For a general 3D shape rotating in space with rotational velocity vector $\boldsymbol{\omega}$, it is calculated by

$$ \boldsymbol{L} = \mathbf{I}\, \boldsymbol{\omega} $$

$$ \pmatrix{L_x \\ L_y \\ L_z} = \begin{bmatrix} I_{xx} & I_{xy} & I_{xz} \\ I_{xy} & I_{yy} & I_{yz} \\ I_{xz} & I_{yz} & I_{zz} \end{bmatrix} \pmatrix{ \omega_x \\ \omega_y \\ \omega_z } \tag{1}$$

where the 3×3 symmetric matrix $\mathbf{I}$ is the mass moment of inertia tensor expressed in the same orientation as $\boldsymbol{\omega}$.

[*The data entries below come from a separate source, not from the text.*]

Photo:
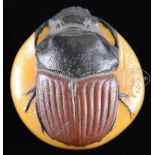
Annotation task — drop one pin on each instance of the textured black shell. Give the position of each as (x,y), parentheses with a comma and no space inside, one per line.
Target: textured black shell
(75,46)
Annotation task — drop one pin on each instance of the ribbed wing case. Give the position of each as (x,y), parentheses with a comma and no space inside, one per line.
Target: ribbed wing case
(76,112)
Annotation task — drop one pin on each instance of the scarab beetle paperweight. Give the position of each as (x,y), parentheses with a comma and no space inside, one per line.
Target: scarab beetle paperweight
(76,83)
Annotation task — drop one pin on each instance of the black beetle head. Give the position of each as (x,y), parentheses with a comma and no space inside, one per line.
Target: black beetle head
(75,45)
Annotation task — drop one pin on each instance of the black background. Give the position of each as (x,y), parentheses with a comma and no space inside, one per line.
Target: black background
(130,17)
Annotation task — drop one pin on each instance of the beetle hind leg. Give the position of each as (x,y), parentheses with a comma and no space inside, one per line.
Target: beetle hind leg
(123,97)
(33,94)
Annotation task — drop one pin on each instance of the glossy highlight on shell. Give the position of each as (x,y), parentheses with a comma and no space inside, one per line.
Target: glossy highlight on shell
(76,112)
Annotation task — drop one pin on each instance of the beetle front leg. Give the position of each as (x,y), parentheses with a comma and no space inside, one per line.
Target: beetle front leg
(33,94)
(123,97)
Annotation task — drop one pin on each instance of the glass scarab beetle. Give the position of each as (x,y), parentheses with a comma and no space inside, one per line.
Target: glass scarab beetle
(80,70)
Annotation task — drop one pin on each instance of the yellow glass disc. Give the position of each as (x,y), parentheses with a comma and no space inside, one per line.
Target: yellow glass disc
(129,76)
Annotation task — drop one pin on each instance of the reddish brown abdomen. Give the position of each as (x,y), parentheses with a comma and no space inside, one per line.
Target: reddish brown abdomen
(77,112)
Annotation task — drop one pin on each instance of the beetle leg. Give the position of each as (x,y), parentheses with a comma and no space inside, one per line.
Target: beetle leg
(33,91)
(39,118)
(122,97)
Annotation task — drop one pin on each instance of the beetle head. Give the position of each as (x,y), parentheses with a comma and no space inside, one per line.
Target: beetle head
(75,45)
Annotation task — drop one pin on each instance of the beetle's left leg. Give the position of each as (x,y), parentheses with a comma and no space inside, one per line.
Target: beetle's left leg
(33,94)
(123,97)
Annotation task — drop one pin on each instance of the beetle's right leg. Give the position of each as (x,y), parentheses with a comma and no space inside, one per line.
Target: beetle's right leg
(33,94)
(39,118)
(123,97)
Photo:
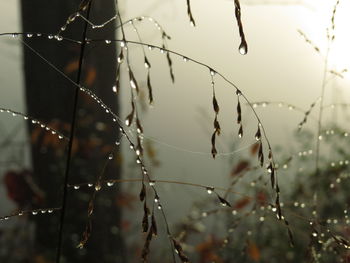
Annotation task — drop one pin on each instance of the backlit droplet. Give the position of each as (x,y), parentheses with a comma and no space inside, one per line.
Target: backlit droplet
(210,190)
(98,187)
(132,84)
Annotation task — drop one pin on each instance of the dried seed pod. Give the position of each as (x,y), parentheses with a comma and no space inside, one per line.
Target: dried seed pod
(142,194)
(215,104)
(120,58)
(258,134)
(272,178)
(170,64)
(180,252)
(147,64)
(223,201)
(261,155)
(145,224)
(154,228)
(133,82)
(130,117)
(138,126)
(239,112)
(217,125)
(243,47)
(240,131)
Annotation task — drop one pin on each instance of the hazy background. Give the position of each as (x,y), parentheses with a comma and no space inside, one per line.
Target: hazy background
(280,66)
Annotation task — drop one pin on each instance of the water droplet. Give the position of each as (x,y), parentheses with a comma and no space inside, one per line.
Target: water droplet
(132,84)
(114,89)
(210,190)
(97,187)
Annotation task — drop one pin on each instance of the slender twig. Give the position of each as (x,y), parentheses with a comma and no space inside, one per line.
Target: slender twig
(70,144)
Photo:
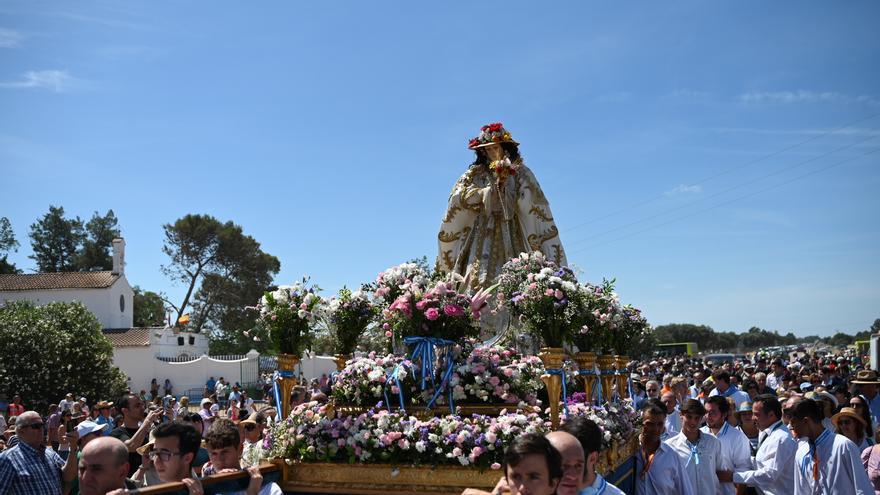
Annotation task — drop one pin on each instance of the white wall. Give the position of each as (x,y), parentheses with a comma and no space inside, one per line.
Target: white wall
(141,366)
(104,303)
(166,343)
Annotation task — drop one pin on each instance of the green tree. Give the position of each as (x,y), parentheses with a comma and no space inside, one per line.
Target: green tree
(7,244)
(149,309)
(47,351)
(55,241)
(95,255)
(223,271)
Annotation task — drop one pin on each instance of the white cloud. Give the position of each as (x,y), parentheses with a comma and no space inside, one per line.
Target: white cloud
(615,97)
(684,189)
(9,38)
(804,96)
(54,80)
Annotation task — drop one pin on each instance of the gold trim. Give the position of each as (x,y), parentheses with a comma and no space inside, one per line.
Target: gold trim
(540,213)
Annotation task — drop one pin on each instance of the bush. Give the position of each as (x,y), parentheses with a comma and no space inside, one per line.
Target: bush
(47,351)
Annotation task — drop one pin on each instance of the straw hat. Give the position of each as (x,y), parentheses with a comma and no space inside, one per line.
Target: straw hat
(850,412)
(866,377)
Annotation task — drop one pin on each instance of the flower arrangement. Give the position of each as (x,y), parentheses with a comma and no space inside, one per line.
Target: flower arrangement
(631,329)
(348,314)
(362,381)
(618,422)
(544,296)
(289,313)
(600,317)
(312,433)
(491,133)
(394,281)
(494,375)
(438,312)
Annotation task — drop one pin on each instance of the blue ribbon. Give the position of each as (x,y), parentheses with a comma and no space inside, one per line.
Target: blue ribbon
(276,390)
(561,372)
(425,354)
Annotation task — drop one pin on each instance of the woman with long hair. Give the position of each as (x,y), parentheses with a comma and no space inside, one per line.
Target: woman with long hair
(861,406)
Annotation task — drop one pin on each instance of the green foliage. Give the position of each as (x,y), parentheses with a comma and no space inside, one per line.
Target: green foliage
(149,309)
(95,255)
(223,271)
(55,241)
(47,351)
(7,244)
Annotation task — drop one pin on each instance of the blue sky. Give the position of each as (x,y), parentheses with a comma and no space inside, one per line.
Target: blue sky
(720,160)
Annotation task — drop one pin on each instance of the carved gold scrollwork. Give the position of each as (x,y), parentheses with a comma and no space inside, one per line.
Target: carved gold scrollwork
(448,236)
(540,213)
(447,259)
(450,214)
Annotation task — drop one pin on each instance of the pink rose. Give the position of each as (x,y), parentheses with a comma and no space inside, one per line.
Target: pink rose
(453,310)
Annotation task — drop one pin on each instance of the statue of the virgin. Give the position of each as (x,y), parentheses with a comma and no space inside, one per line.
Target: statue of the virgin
(496,211)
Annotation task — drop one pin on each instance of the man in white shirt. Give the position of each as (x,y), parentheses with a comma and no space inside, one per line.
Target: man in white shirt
(589,437)
(825,463)
(658,470)
(725,389)
(673,420)
(774,379)
(773,470)
(698,452)
(735,447)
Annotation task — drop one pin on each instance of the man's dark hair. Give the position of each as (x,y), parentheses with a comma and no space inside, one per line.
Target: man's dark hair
(192,417)
(529,444)
(770,403)
(188,436)
(721,375)
(693,406)
(586,431)
(653,410)
(654,402)
(721,402)
(222,433)
(808,409)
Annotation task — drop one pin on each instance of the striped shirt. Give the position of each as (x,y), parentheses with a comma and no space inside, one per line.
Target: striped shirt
(25,470)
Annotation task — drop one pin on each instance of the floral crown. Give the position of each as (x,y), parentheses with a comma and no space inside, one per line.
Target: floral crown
(491,134)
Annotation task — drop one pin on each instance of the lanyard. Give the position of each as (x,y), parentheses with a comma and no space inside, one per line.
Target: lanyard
(695,454)
(767,435)
(813,455)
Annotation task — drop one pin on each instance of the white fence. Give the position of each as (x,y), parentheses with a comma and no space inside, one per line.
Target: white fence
(190,374)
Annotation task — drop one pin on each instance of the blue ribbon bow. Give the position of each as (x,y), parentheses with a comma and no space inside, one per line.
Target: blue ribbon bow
(424,352)
(561,372)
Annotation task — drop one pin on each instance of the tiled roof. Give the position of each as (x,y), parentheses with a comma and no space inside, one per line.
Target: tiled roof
(129,337)
(62,280)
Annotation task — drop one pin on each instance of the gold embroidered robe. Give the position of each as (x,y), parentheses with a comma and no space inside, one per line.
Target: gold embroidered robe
(484,226)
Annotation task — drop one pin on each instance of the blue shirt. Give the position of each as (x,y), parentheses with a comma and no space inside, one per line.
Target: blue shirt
(28,471)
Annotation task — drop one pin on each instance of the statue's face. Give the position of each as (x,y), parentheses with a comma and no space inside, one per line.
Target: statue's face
(494,152)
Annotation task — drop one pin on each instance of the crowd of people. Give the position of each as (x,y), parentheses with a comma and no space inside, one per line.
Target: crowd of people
(794,425)
(801,424)
(129,443)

Now to say that the (scalar) angular momentum is to be conserved along a particular direction, say $\boldsymbol{n}$ means that

$$ L_n = \boldsymbol{n} \cdot \boldsymbol{L} = n_x L_x + n_y L_y + n_z L_z = \text{(const)} \tag{2}$$

That is all there is to it. I assume the vector $\boldsymbol{n}$ is a unit vector above, in order to correctly project the momentum vector along the target direction and get its magnitude.

You can interpret the above as $L_n = \| \boldsymbol{L} \| \cos \theta$ where the angle $\theta$ is the angle between the $\boldsymbol{L}$ vector and the $\boldsymbol{n}$ vector.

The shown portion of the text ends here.